Diana já tinha feito muitas promessas. Também tinha cumprido todas. Cheio de amor, respondi:
- E eu quero ficar com você para sempre. Eu te amo, Diana.
- Eu te amo, Érico.
A tensão daquele momento foi quebrada por um amor que me fez esquecer do mundo e de todos os problemas que vinham com ele.
Diana agilizou contatos e marcou a consulta para a segunda-feira mesmo. Não queria perder a oportunidade que tinha criado ao me sentir minimamente confortável.
Ao entrar no consultório e sentir o cheiro característico, tive vontade de fugir. Meus braços tremiam. A vontade de desistir era muito grande. Mas meu ombro sentia de forma intensa a presença de dedos alongados e leves, acompanhados de um perfume de flores indescritível e, quando a ansiedade parecia querer me dominar por completo, lábios doces e ternos estalavam em minha bochecha.
O oftalmologista me chamou. Eu não queria falar. Diana falou tudo por mim.
O profissional me pediu alguns exames para poder dar um diagnóstico completo. No consultório mesmo, Diana me encaminhou até as máquinas e me ajudou a me acomodar da melhor forma. Eu já estava bem, não tinha mais hematomas do ocorrido com Fábio e Antonia, mas o medo ainda me paralisava um pouco.
Testes de luz, colírios e mais um sem número de técnicas. Nenhum resultado. Nada diferente do que eu já estava acostumado. Saí dali com a incumbência de voltar com exames mais detalhados.
Diana fez mais algumas ligações e na mesma tarde de segunda-feira eu estava em um laboratório especializado. Não sei precisar quantos tipos de exames fiz, só sei que saí dali direto para o trabalho, onde começava a retomar algumas coisas.
Os resultados sairiam na quarta-feira. Eu deveria levá-los nesse mesmo dia ao oftalmologista. Toda essa situação me causava um grande desconforto, mas algo dentro de mim dizia que havia uma possibilidade que eu neguei a vida toda.
Naquela noite, Diana me esperava no hospital para voltarmos juntos para casa. A encontrei e caminhamos em silêncio.
- Tudo bem? – perguntou ela depois de alguns instantes
- Tudo. – respondi – só estou pensando em algumas coisas.
- E eu posso saber o que é, chef Érico?
- Estou pensando em por que não fiz isso antes. Por que tive tanto medo?
- Não pense nisso, Érico. As coisas acontecem – ou não – quando é a hora. Nunca é tarde pra nada nessa vida. Ainda assim, eu não quero que pense demais a respeito disso. Você sabe que não pode se frustrar se não for possível reverter. Estamos tratando de possibilidades aqui. Eu te amo. Não quero mentir pra você em momento algum.
Diana fazia questão de bater nessa tecla, mas acho que nem era isso que me empolgava tanto.

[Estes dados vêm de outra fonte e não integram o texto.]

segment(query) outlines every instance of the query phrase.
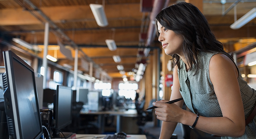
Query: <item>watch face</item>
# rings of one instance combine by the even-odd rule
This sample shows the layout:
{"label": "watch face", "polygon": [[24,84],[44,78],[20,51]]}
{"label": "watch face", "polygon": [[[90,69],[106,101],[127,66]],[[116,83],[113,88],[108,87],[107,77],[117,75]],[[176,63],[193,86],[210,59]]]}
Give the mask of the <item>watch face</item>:
{"label": "watch face", "polygon": [[191,127],[191,126],[189,126],[189,127],[190,128],[192,128],[192,129],[194,129],[194,128],[192,128],[192,127]]}

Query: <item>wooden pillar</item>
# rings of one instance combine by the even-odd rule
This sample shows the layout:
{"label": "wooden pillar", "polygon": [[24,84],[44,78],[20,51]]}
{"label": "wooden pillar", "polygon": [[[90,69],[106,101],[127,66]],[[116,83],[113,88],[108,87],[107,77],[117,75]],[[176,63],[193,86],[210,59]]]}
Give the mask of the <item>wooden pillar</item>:
{"label": "wooden pillar", "polygon": [[203,0],[185,0],[185,1],[195,6],[203,13]]}
{"label": "wooden pillar", "polygon": [[153,61],[153,57],[151,56],[149,58],[150,59],[151,63],[148,63],[145,70],[143,78],[145,79],[145,106],[146,107],[148,108],[149,103],[152,99],[152,71],[153,65],[151,63]]}
{"label": "wooden pillar", "polygon": [[[156,100],[159,100],[159,81],[160,77],[160,54],[159,49],[155,49],[153,50],[153,72],[152,72],[152,95],[153,98]],[[154,126],[159,126],[159,120],[157,118],[155,114],[155,109],[153,109],[153,117],[154,121]]]}
{"label": "wooden pillar", "polygon": [[[162,75],[164,77],[165,79],[167,74],[172,74],[172,72],[168,71],[167,69],[167,64],[168,61],[171,59],[172,58],[171,56],[166,55],[163,50],[162,51]],[[169,100],[171,96],[171,90],[170,87],[166,86],[164,81],[163,83],[163,99]]]}

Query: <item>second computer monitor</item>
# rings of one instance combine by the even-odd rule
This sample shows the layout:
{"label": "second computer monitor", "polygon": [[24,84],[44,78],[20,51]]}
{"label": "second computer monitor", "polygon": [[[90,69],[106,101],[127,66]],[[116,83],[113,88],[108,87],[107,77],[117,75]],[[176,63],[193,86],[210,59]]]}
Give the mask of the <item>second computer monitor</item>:
{"label": "second computer monitor", "polygon": [[84,105],[87,105],[88,103],[87,97],[88,92],[88,89],[78,88],[76,90],[76,101],[82,102]]}
{"label": "second computer monitor", "polygon": [[53,109],[57,129],[61,129],[72,123],[72,94],[71,88],[57,85]]}

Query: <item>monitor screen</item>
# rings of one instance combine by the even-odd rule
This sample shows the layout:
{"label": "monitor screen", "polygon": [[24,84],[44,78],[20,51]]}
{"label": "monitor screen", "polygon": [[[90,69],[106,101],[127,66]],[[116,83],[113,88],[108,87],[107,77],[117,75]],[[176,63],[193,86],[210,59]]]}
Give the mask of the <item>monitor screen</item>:
{"label": "monitor screen", "polygon": [[43,109],[52,109],[54,101],[54,96],[56,93],[56,90],[46,89],[43,90]]}
{"label": "monitor screen", "polygon": [[42,134],[34,70],[11,51],[3,52],[5,110],[9,134],[39,139]]}
{"label": "monitor screen", "polygon": [[84,105],[87,105],[88,103],[87,96],[89,90],[88,89],[85,88],[78,88],[76,90],[76,99],[77,102],[82,102]]}
{"label": "monitor screen", "polygon": [[57,85],[53,115],[57,129],[61,129],[72,123],[72,94],[71,88]]}

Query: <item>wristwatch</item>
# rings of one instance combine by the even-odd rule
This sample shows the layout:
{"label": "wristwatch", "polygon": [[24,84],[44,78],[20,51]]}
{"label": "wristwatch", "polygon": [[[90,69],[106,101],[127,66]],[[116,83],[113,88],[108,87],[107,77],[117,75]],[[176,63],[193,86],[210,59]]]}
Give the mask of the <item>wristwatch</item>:
{"label": "wristwatch", "polygon": [[195,123],[194,123],[194,124],[192,126],[189,126],[189,127],[192,128],[192,129],[194,129],[195,128],[195,127],[196,126],[196,123],[197,122],[197,120],[198,120],[198,118],[199,118],[199,113],[197,113],[197,114],[196,114],[196,120],[195,121]]}

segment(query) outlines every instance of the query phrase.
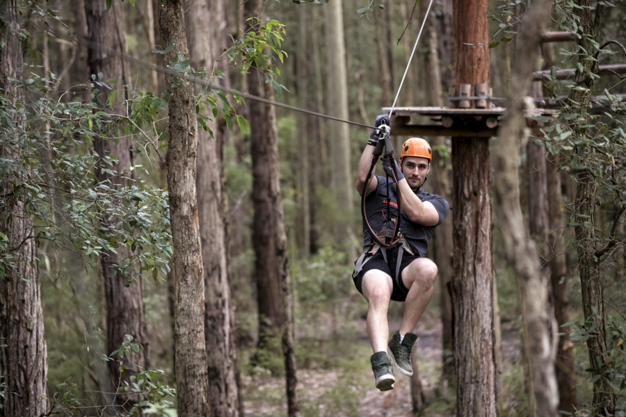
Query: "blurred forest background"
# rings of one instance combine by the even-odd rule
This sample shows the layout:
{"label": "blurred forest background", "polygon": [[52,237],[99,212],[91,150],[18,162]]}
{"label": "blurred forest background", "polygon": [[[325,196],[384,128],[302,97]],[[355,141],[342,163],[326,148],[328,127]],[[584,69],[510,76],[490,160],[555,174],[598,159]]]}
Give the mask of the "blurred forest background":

O que me empolgava mesmo era saber que aquela mulher que me acompanhava me ajudou a enfrentar o maior medo da minha vida.
Se a resposta fosse positiva, eu vibraria de alegria.
Se fosse negativa, ainda assim agradeceria eternamente ao universo pelo anjo que colocou na minha vida.
Em dois dias, eu saberia se teria a possibilidade de conhecer a mulher que tanto amava.